Paychex Inc., which manages payroll accounting for companies that employ fewer than 100 workers, recently said checks per client increased by 2.8 per cent from a year ago, which was the company’s biggest gain since the start of the recession.
Small businesses may find themselves at a disadvantage, however, once large corporations catch up and resume luring candidates with hefty salaries. Instead of trying to beat large employers at their own game, small companies can stand out by offering innovative benefits and perks that suit their workers’ individual needs.
Here are several ways small companies can attract top talent.
Be flexible. Instead of insisting that workers commute to the office, allow them to work from home whenever their presence isn’t needed. Offer flexible hours. Allow employees who are early birds to start work early. Let the night owls and employees who have children to drop off in the morning come in later.
emphasise your location. Is your office accessible through various forms of public transportation? Are you located near a gym, schools or even ski slopes? Don’t hesitate to play up the benefits surrounding your office. If you’re thinking of moving, pick an area that provides an easy commute. If most of your employees live in the suburbs, for example, choose a space in a suburban office park closer to their homes.
Offer gym discounts and other perks. Even if your company can’t afford its own gym or daycare centre, many employees would still appreciate receiving discounts or partial reimbursements for the facilities of their choice.
Provide extra vacation days. Compared to other countries, most U.S. companies are notorious for skimping on vacation and sick days. Buck the trend by offering extra days off beyond the one to two weeks new hires typically receive.

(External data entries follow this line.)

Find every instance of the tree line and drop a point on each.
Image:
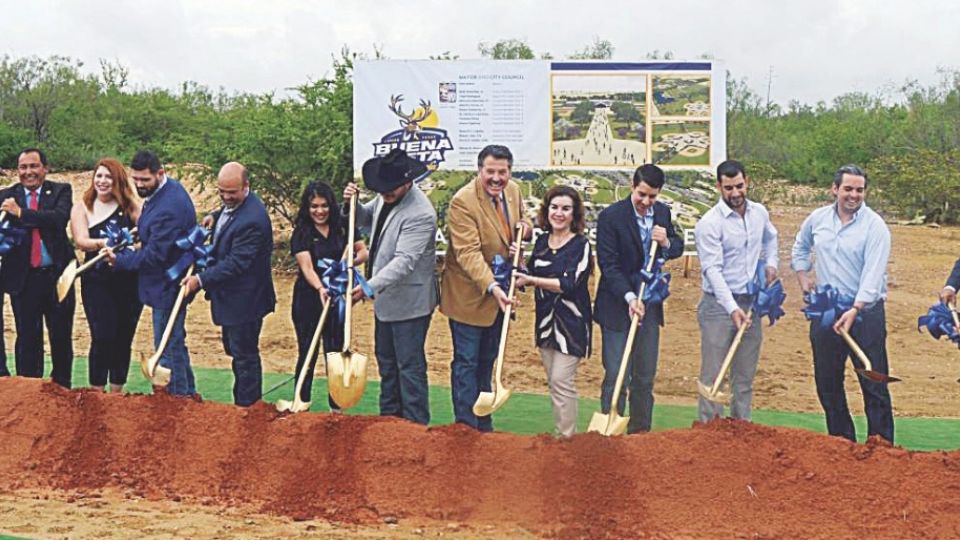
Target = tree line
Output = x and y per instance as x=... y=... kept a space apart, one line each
x=908 y=138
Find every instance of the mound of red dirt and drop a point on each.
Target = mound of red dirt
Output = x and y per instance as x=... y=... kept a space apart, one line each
x=725 y=479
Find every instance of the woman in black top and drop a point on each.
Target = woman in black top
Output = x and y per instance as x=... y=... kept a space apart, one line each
x=319 y=234
x=110 y=298
x=560 y=267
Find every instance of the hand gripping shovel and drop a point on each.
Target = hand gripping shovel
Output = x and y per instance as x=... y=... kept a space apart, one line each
x=70 y=273
x=488 y=402
x=347 y=370
x=150 y=367
x=613 y=423
x=713 y=393
x=867 y=370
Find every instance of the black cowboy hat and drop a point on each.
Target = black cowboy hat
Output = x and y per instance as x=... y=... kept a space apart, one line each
x=383 y=174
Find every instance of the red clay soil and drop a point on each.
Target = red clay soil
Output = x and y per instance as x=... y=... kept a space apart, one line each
x=724 y=479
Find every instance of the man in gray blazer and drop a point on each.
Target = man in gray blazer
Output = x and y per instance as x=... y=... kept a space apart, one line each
x=402 y=225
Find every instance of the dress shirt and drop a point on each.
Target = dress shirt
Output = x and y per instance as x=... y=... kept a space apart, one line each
x=852 y=257
x=730 y=246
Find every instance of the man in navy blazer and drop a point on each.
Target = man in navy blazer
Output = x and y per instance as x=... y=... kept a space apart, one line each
x=168 y=215
x=625 y=231
x=239 y=283
x=30 y=270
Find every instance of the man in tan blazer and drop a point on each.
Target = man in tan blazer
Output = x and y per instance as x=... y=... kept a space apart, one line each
x=481 y=220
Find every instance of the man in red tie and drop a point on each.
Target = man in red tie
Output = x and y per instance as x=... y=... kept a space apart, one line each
x=29 y=271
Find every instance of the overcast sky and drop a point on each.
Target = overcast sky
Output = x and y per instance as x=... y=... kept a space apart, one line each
x=817 y=49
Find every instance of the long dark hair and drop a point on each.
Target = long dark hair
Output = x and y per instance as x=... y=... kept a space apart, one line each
x=321 y=189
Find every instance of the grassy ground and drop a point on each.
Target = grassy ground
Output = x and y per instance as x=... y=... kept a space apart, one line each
x=529 y=414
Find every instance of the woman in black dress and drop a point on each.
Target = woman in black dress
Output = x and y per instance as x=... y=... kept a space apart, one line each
x=110 y=298
x=320 y=233
x=560 y=267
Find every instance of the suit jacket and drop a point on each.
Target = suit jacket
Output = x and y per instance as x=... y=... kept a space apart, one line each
x=167 y=216
x=239 y=283
x=620 y=254
x=475 y=237
x=403 y=278
x=51 y=217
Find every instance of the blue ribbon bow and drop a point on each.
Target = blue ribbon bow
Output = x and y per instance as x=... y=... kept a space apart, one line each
x=767 y=300
x=826 y=304
x=195 y=252
x=939 y=322
x=10 y=237
x=334 y=279
x=658 y=283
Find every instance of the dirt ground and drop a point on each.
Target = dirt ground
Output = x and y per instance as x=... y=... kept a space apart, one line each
x=920 y=261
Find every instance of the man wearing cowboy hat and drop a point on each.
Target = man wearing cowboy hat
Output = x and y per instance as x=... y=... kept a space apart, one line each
x=481 y=219
x=402 y=225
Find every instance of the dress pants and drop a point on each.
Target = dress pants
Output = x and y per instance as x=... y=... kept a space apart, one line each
x=33 y=306
x=830 y=353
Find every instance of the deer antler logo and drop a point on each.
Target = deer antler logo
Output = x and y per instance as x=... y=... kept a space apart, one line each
x=410 y=122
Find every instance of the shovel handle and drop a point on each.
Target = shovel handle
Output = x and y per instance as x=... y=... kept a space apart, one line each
x=498 y=369
x=867 y=365
x=727 y=360
x=632 y=334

Encourage job sharing. Offer opportunities for talented part-time workers, such as stay-at-home parents and experienced older workers. Pair up part-time workers who can share the workload according to their schedules, and you will bring invaluable experience to your company.
Give employees a stake in the company. It’s not for every business, but profit-sharing programs can be an alluring benefit that will help you draw in employees. Google is an example of how well employees can do when a startup gives its employees stock options in the company.
emphasise the variety of responsibilities. For young employees, the opportunity to gain a lot of experience and advance quickly can be particularly enticing. Many small businesses require employees to handle multiple duties, which can be a good match for young workers who want to develop a wide range of skills and make a meaningful contribution to the company.
Explain what makes your company unique. When you’re recruiting, let candidates know what makes your company exciting. Is your business rapidly growing with different challenges every day? Is there room for staff members to help shape the company or take it in new directions? It is difficult to find this type of environment at a large corporation, so play up what makes your business different.
Finally, promote your job openings through less traditional venues, rather than the usual corporate job sites. Place an ad on Craigslist or alert your Facebook network that you are looking for employees. Offer rewards for employee referrals. Candidates who are referred usually have a more accurate picture of the company than those who come in through ads. Also, employees often recommend people whom they already know will be a good match for the position.